Department of Pharmacy, Groupement Hospitalier Nord, Hospices Civils de Lyon, 103 Grande Rue de la Croix Rousse, 69317, Lyon Cedex 04, France,
Clin Pharmacokinet. 2014 Jun;53(6):521-32. doi: 10.1007/s40262-014-0146-1.
Kidney disease not only alters the renal elimination but also the non-renal disposition of drugs that are metabolized by the liver. Indeed, modifications in the expression and activity of intestinal and hepatic drug metabolism enzymes and uptake and efflux transporters have been reported. Accumulated uremic toxins, inflammatory cytokines, and parathyroid hormones may modulate these proteins either directly or by inhibiting gene expression. This can lead to important unintended variations in exposure and response when drugs are administered without dose adjustment for reduced renal function. This review summarizes our current understanding of non-renal clearance in circumstances of chronic and acute renal failure with experimental but also clinical studies. It also evaluates the clinical impact on drug disposition. Predicting the extent of the drug disposition modification is difficult first because of the complex interplay between metabolic enzymes and transport proteins but also because of the differential effects in the different organs (liver, intestines). Recommendations of the US FDA are presented as they may be potentially helpful tools to predict these modifications when no specific pharmacokinetic studies are available.

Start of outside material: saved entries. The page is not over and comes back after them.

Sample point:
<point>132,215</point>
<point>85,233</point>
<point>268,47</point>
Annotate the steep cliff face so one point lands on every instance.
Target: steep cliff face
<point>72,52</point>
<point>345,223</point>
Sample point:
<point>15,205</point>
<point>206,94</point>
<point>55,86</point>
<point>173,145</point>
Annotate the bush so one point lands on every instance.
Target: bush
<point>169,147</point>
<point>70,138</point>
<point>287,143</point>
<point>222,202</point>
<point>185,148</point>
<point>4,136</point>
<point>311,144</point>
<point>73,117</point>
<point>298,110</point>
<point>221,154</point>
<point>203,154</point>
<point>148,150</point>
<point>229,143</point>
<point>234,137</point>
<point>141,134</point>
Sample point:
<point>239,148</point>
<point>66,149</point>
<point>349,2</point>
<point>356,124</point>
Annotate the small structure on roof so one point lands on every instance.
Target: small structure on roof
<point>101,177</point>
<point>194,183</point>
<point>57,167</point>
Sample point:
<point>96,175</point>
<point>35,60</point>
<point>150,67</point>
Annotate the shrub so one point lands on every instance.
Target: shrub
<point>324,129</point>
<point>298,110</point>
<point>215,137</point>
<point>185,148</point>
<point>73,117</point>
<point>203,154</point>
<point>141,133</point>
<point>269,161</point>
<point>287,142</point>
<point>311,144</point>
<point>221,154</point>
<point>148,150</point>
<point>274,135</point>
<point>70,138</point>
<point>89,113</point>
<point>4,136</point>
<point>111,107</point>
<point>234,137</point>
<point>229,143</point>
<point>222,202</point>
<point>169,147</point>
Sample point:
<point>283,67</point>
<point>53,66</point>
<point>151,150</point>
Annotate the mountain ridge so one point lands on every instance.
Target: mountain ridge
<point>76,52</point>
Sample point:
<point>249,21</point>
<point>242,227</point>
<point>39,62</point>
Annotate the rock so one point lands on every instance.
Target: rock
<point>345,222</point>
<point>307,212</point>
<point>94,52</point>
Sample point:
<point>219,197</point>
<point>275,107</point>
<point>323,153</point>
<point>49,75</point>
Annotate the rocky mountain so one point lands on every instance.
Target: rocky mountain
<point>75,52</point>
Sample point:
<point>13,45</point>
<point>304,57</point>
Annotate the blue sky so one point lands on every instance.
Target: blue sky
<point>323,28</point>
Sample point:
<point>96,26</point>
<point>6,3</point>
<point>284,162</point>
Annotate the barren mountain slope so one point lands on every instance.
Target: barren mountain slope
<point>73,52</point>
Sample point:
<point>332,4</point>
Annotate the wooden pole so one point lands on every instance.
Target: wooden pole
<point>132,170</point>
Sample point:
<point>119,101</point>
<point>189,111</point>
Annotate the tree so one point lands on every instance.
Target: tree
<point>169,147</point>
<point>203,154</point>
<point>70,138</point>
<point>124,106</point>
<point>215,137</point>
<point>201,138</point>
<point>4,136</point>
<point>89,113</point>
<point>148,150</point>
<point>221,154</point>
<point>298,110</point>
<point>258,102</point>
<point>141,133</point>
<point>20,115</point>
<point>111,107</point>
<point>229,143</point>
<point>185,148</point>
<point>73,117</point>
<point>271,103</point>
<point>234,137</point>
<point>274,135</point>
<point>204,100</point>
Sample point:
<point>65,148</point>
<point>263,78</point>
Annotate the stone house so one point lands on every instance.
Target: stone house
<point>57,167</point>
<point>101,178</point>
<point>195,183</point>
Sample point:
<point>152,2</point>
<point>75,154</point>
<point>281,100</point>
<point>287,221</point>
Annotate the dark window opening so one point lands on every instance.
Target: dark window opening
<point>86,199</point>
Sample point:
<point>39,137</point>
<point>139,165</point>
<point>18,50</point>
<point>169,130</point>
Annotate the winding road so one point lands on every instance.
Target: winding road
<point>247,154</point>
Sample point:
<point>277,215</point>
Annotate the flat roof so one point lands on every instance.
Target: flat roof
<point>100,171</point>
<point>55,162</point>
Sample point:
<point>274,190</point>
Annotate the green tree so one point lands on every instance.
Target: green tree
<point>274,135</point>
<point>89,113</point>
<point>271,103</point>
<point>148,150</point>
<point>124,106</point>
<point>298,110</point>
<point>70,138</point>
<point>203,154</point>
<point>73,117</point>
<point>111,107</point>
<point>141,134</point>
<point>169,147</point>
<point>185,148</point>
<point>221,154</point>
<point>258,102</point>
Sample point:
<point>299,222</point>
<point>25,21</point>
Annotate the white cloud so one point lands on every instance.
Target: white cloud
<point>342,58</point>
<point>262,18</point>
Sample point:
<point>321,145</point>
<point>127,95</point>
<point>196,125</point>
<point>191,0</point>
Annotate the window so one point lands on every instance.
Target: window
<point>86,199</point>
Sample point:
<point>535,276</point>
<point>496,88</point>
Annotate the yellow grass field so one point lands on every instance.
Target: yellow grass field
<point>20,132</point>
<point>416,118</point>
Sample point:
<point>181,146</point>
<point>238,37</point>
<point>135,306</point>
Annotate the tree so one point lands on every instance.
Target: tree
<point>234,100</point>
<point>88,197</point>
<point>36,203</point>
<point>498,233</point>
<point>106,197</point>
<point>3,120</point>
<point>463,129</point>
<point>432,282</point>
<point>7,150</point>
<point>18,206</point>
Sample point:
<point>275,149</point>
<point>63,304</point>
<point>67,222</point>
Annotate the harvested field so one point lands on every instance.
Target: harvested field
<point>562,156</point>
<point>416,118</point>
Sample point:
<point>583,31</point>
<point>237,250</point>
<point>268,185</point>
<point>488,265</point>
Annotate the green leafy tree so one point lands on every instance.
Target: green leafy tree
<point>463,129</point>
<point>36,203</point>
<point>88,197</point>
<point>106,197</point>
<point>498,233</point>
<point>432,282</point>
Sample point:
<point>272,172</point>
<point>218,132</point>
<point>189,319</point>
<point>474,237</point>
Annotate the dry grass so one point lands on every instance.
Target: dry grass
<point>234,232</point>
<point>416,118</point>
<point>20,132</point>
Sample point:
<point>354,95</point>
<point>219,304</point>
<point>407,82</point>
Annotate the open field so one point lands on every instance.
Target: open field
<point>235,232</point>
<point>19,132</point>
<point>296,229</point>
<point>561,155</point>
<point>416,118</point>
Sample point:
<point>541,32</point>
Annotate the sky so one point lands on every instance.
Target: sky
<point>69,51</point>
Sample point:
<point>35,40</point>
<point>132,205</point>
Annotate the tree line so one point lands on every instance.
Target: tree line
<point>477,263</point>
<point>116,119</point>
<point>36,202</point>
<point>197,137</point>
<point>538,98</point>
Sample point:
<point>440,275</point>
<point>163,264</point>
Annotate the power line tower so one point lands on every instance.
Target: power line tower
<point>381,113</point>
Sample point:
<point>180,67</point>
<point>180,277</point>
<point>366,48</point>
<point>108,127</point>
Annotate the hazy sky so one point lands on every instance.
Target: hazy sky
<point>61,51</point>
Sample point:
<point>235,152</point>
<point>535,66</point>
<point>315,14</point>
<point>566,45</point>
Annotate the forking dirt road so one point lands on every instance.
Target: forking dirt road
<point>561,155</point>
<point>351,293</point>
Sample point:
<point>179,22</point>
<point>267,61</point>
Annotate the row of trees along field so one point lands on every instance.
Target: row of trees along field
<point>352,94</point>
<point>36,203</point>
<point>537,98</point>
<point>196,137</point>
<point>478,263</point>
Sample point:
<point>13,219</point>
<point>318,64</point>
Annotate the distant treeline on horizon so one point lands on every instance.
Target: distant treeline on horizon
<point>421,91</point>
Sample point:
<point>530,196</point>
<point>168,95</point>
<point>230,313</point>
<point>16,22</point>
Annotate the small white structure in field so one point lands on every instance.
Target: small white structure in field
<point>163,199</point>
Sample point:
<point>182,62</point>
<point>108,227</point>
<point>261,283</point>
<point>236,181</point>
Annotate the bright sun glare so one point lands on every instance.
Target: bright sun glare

肾脏疾病不仅改变了肾脏对药物的排泄,也改变了肝脏代谢的药物的非肾处置。事实上,已经报道了肠道和肝脏药物代谢酶以及摄取和外排转运体的表达和活性的改变。蓄积的尿毒症毒素、炎症细胞因子和甲状旁腺激素可能通过直接或抑制基因表达来调节这些蛋白。当不根据肾功能降低调整药物剂量而给药时,这可能导致暴露和反应的重要非预期变化。本综述总结了我们目前对慢性和急性肾衰竭情况下非肾清除的理解,包括实验和临床研究。它还评估了对药物处置的临床影响。首先,由于代谢酶和转运蛋白之间的复杂相互作用,以及在不同器官(肝脏、肠道)中的不同影响,预测药物处置改变的程度非常困难。本文还介绍了美国 FDA 的建议,因为在没有特定药代动力学研究的情况下,这些建议可能是预测这些改变的有用工具。